Whether it’s warmer weather or tradition that inspires us to tackle spring cleaning, there’s no denying that it’s a refreshing way to begin a new season. But while cleaning may typically be synonymous with chemicals, it doesn’t have to be. There are many natural ways to give your house a good scrub down.
One simple way to get your home sparkling may already be in your pantry. Vinegar is an effective, eco-friendly cleaning agent that can be used in the kitchen, bathroom, and a number of other rooms to eradicate dirt and grime.
And while its odor may have you cringing at the thought of dousing your home in the stuff, there are dozens of DIY recipes online to help you mask its less-than-pleasant scent. You can also buy cleaning vinegar (such as Four Monks) that offers the same cleaning power without the pungent aroma.
If you're ready to cut back on the chemicals and go natural, check out these uses for vinegar.
Bathrooms can often be laden with unsightly gunk, including lime deposits, drain clogs, and other grime. But consider vinegar to be an eviction notice for these unwanted guests.
- To use vinegar to clean lime deposits off a faucet: tie a plastic bag containing one-third to one-half cup of vinegar around the faucet and leave it for a few hours. Wipe down with a sponge and scrub any remaining deposits with an old toothbrush. You can also use this technique to clean showerhead buildup.
- To clean tub drains: pour half a cup of baking soda in the drain and chase it with two cups of hot vinegar. Plug the drain with a rag to keep the fizzing bubbles contained for ten minutes, then rinse by pouring boiling hot water down the drain.
- To clean shower doors: after squeegeeing the doors, spray with vinegar to help remove hard water deposits. Shower door tracks can also be cleaned with vinegar; just fill the tracks with vinegar, let it sit for a few hours, and rinse with hot water. Remove any remaining film with a toothbrush.
The kitchen is a great place to use a natural cleaner such as vinegar as it’s best to avoid using toxic chemicals in places where food is stored.
- To clean your ice/water dispenser: run vinegar through the system and flush out by running water through system for 30 to 60 seconds.
- To banish mineral buildup in your dishwasher: pour half a cup of vinegar into the reservoir and run an empty cycle.

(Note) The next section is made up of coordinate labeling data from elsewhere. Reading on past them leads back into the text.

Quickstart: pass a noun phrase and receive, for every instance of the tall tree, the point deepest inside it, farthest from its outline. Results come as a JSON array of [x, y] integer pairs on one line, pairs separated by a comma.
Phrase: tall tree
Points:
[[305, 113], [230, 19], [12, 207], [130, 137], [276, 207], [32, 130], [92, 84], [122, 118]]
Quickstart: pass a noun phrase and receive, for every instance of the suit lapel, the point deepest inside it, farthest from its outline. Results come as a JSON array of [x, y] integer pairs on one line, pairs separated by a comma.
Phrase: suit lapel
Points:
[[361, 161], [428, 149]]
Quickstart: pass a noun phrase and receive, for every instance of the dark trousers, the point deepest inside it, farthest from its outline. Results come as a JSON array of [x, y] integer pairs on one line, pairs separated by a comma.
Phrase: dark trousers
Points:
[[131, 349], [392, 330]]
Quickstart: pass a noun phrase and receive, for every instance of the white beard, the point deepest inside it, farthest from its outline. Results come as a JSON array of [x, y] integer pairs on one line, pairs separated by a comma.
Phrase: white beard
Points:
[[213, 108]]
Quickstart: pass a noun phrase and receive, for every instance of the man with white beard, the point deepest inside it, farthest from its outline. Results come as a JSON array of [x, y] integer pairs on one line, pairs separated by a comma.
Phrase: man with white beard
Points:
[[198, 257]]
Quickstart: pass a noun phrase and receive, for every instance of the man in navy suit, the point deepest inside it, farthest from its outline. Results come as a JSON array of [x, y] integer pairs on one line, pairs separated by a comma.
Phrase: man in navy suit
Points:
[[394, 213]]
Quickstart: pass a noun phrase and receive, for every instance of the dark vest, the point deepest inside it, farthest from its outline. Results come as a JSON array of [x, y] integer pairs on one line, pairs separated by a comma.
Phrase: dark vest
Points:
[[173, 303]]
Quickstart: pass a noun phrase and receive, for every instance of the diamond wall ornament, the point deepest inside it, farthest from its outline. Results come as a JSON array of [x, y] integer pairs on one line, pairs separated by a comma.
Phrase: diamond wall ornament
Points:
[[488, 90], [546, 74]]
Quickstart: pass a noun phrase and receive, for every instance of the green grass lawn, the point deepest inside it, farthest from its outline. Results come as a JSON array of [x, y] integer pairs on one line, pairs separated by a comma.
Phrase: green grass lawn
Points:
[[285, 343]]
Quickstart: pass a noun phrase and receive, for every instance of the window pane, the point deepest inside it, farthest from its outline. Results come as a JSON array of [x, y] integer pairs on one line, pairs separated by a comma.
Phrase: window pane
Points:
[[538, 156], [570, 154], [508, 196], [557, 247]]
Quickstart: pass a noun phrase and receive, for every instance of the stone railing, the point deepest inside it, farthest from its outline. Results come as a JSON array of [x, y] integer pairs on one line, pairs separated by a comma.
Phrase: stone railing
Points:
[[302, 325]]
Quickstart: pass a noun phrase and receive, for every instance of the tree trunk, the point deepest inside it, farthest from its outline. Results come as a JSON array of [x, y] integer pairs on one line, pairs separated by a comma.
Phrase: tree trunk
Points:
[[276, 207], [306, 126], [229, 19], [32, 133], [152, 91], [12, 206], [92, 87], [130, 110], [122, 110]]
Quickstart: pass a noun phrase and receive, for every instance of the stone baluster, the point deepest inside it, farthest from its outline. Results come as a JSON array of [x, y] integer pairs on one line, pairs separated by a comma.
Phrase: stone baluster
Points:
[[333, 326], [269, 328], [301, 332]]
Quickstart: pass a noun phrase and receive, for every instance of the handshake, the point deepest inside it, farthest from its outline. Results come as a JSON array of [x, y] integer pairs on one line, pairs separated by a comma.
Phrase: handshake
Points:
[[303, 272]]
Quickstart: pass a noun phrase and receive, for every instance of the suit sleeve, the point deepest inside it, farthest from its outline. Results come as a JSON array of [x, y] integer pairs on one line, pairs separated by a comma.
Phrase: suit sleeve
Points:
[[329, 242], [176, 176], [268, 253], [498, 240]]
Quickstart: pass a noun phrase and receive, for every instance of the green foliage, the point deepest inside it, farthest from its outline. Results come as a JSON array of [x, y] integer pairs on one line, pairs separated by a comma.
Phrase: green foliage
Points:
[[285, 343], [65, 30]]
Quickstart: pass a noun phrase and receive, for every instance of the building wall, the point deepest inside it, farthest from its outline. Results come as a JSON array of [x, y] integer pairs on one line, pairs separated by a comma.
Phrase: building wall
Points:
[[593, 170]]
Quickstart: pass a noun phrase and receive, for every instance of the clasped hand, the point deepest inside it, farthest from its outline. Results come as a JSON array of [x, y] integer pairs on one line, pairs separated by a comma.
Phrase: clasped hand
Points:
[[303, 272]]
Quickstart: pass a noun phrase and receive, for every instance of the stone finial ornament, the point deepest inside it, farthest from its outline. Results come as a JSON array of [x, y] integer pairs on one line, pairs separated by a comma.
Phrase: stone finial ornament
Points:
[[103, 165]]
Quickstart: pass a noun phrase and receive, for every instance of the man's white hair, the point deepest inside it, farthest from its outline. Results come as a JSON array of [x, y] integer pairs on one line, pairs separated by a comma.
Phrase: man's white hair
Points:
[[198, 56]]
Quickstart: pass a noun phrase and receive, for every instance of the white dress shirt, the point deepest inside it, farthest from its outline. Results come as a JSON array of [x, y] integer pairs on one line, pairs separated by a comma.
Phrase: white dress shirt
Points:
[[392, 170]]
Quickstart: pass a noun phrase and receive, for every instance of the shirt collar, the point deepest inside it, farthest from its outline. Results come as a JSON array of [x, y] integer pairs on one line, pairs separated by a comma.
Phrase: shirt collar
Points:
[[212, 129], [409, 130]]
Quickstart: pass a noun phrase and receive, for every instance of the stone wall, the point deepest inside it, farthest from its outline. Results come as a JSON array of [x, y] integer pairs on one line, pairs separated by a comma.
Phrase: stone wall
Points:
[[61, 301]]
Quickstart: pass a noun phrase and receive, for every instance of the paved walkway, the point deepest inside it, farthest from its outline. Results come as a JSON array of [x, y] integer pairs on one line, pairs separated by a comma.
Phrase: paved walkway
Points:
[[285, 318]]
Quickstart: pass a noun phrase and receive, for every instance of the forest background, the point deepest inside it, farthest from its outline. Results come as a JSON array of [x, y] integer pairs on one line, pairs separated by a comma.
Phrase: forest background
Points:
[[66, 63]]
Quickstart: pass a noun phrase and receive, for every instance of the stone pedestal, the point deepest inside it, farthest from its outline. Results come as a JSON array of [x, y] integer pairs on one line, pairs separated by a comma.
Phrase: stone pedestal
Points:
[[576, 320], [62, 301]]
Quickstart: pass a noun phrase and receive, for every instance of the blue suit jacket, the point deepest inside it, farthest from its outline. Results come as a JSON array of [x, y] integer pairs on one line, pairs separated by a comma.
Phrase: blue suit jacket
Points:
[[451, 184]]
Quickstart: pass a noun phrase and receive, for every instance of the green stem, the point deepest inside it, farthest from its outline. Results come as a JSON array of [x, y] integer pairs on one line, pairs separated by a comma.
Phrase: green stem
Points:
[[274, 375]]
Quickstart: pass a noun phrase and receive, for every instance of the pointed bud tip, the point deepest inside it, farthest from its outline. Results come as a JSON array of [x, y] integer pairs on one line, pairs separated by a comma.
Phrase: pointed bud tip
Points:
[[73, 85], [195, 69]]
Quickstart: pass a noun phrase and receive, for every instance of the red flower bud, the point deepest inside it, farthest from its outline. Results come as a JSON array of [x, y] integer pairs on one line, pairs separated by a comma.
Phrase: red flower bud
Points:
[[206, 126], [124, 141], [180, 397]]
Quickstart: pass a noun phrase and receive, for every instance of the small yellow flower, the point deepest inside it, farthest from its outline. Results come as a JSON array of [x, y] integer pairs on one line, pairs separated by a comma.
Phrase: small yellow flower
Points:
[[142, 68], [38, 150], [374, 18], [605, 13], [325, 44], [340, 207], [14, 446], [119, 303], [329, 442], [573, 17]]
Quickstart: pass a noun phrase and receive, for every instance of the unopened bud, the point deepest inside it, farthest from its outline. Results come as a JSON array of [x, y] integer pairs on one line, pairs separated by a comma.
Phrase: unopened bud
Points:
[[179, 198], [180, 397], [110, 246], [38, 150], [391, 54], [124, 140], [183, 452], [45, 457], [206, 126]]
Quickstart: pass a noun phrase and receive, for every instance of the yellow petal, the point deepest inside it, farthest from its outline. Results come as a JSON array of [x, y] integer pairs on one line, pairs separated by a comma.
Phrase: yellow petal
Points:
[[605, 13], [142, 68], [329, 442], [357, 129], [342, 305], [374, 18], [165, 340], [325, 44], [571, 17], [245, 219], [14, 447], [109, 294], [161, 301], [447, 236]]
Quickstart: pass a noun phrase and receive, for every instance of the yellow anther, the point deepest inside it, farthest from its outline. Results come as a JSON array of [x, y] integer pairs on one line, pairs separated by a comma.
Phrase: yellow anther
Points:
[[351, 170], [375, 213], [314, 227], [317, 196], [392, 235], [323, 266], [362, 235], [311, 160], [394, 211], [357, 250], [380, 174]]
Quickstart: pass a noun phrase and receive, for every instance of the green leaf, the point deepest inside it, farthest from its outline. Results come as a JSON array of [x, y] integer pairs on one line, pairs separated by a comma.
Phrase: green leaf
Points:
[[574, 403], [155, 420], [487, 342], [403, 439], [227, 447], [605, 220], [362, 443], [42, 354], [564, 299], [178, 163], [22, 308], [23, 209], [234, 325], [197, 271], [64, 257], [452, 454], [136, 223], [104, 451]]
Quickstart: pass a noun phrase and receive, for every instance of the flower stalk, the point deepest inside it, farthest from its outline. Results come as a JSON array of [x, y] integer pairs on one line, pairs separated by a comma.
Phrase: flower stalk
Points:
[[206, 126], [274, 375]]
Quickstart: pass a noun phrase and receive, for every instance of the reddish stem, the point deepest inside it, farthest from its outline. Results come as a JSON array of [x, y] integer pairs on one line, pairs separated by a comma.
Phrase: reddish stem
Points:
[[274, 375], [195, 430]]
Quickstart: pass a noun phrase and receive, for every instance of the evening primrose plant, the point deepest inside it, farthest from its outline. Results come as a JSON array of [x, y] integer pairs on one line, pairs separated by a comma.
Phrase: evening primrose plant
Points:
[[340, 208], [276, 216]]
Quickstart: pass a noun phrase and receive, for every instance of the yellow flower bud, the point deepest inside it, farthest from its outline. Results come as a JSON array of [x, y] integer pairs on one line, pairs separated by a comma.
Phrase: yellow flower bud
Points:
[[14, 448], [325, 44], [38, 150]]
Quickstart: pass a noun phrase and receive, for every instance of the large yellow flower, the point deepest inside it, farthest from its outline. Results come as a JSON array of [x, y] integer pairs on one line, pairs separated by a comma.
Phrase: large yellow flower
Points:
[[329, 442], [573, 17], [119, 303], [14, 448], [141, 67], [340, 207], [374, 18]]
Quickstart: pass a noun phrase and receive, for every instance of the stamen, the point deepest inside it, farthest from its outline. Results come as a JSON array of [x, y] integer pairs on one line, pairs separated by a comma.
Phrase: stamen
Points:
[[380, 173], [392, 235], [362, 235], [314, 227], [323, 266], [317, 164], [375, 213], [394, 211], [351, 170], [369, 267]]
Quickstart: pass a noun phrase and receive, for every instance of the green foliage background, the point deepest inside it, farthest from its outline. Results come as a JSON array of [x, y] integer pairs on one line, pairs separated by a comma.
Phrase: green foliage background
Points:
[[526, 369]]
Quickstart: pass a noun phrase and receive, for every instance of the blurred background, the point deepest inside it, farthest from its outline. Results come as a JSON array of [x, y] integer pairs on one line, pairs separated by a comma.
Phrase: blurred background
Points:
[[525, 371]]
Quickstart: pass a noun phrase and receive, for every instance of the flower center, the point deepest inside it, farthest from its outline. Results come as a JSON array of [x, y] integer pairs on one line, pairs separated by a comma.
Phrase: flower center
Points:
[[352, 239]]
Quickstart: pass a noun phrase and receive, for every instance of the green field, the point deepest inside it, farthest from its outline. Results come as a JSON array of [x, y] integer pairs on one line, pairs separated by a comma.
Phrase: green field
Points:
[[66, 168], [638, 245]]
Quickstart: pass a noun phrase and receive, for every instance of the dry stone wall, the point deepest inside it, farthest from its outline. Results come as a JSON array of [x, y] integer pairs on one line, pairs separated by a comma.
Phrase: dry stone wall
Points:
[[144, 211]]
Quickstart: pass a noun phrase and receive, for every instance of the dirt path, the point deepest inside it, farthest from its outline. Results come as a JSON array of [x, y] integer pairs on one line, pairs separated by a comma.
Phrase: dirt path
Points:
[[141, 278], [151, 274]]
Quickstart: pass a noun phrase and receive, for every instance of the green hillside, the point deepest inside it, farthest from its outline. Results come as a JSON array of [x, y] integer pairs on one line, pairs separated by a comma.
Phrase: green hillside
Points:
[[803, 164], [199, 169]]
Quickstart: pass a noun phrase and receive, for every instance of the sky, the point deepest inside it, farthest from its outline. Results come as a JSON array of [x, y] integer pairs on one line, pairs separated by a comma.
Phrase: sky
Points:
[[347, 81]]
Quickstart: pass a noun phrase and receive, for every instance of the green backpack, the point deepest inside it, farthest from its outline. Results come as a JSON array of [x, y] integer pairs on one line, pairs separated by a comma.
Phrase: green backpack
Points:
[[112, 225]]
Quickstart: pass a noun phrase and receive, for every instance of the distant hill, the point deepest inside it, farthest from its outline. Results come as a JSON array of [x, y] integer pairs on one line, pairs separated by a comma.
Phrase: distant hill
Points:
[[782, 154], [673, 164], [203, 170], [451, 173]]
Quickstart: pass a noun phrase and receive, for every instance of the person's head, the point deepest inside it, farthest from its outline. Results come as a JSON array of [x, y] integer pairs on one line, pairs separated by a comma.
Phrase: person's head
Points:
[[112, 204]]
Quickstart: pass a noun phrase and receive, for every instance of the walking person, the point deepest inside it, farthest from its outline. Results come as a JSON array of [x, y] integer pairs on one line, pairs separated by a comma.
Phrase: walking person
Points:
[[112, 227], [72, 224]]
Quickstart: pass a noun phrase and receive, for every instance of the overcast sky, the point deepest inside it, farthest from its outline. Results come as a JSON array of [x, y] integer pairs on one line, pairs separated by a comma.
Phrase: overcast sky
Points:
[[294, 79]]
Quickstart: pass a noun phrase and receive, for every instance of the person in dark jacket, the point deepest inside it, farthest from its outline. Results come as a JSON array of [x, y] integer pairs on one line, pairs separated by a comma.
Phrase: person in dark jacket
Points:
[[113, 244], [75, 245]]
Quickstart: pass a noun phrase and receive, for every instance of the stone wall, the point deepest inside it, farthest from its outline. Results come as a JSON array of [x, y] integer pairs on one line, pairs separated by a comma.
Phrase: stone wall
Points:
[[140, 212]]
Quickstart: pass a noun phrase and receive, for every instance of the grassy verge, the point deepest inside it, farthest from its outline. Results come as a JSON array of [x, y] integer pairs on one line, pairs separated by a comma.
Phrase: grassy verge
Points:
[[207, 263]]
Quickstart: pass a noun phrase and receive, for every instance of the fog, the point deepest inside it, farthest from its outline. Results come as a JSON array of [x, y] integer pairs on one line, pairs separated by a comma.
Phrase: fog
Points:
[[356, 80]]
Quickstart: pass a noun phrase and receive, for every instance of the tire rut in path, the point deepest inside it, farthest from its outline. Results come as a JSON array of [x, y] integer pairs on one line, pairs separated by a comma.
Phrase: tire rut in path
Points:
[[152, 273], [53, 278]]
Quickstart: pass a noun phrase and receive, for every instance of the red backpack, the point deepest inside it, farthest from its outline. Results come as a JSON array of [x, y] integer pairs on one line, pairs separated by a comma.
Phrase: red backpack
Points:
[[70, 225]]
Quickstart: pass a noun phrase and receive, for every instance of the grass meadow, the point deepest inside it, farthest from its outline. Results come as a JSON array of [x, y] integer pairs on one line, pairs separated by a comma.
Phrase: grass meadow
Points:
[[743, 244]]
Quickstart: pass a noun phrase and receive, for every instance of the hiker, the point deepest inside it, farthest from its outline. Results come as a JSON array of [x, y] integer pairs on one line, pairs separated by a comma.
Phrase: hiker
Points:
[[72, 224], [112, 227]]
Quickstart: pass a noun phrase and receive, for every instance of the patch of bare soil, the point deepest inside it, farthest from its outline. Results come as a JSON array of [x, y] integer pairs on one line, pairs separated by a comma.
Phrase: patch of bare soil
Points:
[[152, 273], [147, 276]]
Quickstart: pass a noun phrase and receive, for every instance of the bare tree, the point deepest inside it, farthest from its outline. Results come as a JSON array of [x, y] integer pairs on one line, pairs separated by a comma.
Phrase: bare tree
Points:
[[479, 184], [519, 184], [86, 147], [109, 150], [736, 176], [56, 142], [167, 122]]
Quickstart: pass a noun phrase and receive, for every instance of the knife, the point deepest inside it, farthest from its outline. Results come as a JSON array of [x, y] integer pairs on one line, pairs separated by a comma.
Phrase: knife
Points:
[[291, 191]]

- To deodorize the garbage disposal: pour in half a cup of baking soda and half a cup of vinegar. Let sit for five minutes, then run hot water down the disposal.
- To clean the oven: Try CrunchyBetty's easy recipe for a homemade oven cleaner. All you'll need is borax, vinegar, dish soap, and water.
From stains to mold, versatile vinegar can tackle laundry room messes the natural way.
- To get rid of stains: for coffee and tea stains, flush the area with vinegar, then rinse and repeat. For wine stains, saturate the spot with vinegar, let stand for a few minutes, then wash as normal.
- To restore yellowed clothing: soak garments overnight in a solution of twelve parts warm water and one part vinegar. Wash the next morning.
- To oust the smell of mold: if you left wet laundry in the washing machine for too long, it might have begun to smell moldy. To address this, pour a few cups of vinegar in the machine and wash the clothes in hot water. Then run a normal cycle with detergent to rinse the clothes.